2 In questo potete riconoscere lo Spirito di Dio: ogni spirito che riconosce Gesù Cristo venuto nella carne, è da Dio; 3 ogni spirito che non riconosce Gesù, non è da Dio. Questo è lo spirito dell’anticristo che, come avete udito, viene, anzi è già nel mondo. 4 Voi siete da Dio, figlioli, e avete vinto costoro, perché colui che è in voi è più grande di colui che è nel mondo. 5 Essi sono del mondo, perciò insegnano cose del mondo e il mondo li ascolta.
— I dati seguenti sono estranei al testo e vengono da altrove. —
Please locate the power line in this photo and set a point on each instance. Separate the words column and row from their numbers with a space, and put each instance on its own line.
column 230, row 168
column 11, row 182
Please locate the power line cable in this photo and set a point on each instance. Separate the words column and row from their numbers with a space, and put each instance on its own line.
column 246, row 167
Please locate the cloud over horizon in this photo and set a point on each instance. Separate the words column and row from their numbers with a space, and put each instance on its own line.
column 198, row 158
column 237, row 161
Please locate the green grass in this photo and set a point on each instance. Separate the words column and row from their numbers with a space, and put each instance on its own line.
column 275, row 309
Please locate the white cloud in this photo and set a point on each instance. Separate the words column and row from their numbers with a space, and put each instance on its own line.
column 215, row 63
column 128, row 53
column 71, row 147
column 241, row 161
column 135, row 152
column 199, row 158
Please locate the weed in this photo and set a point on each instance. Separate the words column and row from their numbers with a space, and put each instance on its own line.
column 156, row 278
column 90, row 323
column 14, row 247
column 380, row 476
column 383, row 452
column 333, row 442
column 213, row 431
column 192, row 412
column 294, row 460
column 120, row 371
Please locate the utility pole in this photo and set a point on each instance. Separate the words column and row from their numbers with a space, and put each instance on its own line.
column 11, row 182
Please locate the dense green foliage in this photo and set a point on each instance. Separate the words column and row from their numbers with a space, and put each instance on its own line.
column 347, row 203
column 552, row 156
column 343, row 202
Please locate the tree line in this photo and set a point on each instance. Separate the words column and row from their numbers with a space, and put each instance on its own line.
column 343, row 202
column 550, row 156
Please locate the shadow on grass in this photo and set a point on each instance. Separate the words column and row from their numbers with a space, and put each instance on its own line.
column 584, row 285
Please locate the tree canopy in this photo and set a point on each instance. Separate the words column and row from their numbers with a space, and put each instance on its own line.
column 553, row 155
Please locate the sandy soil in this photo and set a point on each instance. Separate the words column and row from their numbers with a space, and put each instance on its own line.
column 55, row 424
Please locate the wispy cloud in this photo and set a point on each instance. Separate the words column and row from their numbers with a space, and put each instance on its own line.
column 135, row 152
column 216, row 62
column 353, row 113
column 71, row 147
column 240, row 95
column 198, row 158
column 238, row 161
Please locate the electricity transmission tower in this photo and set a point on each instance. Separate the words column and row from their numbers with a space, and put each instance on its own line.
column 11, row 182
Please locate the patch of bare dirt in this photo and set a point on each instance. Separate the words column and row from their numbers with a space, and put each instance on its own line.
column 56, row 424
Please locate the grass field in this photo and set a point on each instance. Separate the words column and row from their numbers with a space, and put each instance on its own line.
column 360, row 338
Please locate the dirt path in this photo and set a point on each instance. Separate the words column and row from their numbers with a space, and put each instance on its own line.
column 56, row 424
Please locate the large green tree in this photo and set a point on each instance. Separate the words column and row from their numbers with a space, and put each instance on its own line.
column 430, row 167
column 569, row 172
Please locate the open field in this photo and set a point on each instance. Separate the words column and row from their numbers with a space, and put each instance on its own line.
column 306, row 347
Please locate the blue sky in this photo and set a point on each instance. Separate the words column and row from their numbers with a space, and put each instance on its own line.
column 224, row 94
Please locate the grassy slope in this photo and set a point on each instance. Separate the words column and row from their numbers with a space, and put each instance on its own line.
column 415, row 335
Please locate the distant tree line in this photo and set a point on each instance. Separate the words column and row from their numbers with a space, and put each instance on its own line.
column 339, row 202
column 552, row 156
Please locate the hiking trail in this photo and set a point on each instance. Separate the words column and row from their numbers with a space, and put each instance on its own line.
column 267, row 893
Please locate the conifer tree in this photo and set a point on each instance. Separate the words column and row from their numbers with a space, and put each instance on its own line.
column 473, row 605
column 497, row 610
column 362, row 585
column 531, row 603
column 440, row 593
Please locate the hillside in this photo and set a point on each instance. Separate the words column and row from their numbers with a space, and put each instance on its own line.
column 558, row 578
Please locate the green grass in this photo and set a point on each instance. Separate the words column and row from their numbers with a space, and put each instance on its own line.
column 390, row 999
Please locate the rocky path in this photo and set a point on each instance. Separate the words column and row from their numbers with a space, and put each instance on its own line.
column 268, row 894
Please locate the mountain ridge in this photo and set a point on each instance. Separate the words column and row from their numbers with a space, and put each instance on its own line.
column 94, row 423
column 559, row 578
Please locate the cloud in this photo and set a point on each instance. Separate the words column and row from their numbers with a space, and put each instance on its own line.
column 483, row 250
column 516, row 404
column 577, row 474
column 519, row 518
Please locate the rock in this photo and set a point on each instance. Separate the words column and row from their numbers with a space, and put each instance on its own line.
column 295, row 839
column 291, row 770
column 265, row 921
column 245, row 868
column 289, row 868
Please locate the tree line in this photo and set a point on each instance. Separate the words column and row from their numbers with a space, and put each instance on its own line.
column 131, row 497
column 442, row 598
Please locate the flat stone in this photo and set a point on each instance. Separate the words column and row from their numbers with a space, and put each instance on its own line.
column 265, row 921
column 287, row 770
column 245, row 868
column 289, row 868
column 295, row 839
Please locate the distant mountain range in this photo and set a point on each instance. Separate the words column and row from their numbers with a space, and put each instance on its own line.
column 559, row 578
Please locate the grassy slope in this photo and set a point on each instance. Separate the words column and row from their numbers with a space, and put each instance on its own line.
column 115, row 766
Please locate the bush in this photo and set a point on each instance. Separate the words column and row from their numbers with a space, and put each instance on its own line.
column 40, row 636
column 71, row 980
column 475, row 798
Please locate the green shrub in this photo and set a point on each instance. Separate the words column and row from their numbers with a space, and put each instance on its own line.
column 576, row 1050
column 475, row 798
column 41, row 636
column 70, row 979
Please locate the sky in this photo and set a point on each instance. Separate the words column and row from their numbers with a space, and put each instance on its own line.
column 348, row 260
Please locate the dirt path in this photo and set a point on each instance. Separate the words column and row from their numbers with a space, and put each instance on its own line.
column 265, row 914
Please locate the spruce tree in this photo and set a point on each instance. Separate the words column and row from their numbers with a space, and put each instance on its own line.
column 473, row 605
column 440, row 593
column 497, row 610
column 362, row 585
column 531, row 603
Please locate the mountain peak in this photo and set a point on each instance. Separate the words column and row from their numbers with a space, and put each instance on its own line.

Noi siamo da Dio: chi conosce Dio ascolta noi; chi non è da Dio non ci ascolta. Da questo noi distinguiamo lo spirito della verità e lo spirito dell’errore.

Carissimi, non prestate fede ad ogni spirito, ma mettete alla prova gli spiriti, per saggiare se provengono veramente da Dio, perché molti falsi profeti sono venuti nel mondo”. Occorre verificare gli spiriti, cioè le persone con le loro idee. “Molti falsi profeti”; il che conduce a pensare a pseudocarismatici che diffondevano errori.
In questo potete riconoscere lo Spirito di Dio: ogni spirito che riconosce Gesù Cristo venuto nella carne, è da Dio; ogni spirito che non riconosce Gesù, non è da Dio”. Giovanni ha di fonte a sé l’incipiente dottrina della gnosi che poneva la materia come scaturita da un Principio malvagio e di conseguenza sosteneva che Cristo non si era realmente incarnato, ma la sua era solo un’apparenza, con ciò veniva annullata tutta la realtà della sua Passione, tutta la realtà dell’Eucaristia, tutta la realtà dell’espiazione, e con ciò della salvezza.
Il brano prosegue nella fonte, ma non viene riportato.